Rose signed for Hemel Hempstead Town in February 2013, and then on 21 March 2013, he signed for Conference South side Maidenhead United.

On 23 August 2013, after playing in a number of pre-season friendlies, Rose signed for Conference South side Eastleigh. The contract was terminated by mutual consent in January 2014.

After a spell with Staines, Rose signed for Droylsden on 14 January 2015 and then Southern Division One Central side Marlow later in the same month.
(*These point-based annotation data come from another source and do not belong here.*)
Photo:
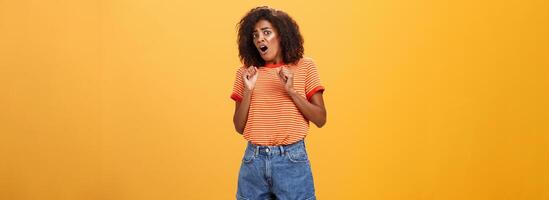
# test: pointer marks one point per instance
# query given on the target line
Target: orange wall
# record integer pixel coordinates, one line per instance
(130, 99)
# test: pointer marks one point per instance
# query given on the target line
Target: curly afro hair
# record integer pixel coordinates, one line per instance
(291, 41)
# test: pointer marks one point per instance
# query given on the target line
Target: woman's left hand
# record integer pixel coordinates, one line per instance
(287, 77)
He started the 2016–17 season at Wealdstone, and shortly after he signed on non-contract dual registration terms with Basingstoke Town. Further moves include Gosport Borough in January 2017, Slough Town in February 2017 and Hayes & Yeading United in March 2017.

Rose was on trial before the 2017–18 season at Brighton-based National League South side Whitehawk, managed by his former Newport County boss Jimmy Dack and secured a deal, assisted by a great goal scored in a pre-season friendly against Charlton Athletic U23. Rose scored his first goal for The Hawks in a 2–6 defeat at Bognor Regis Town in August 2017, establishing himself in the first team and appearing as both a midfielder and full-back.

He joined Hungerford Town for the 2018–19 campaign.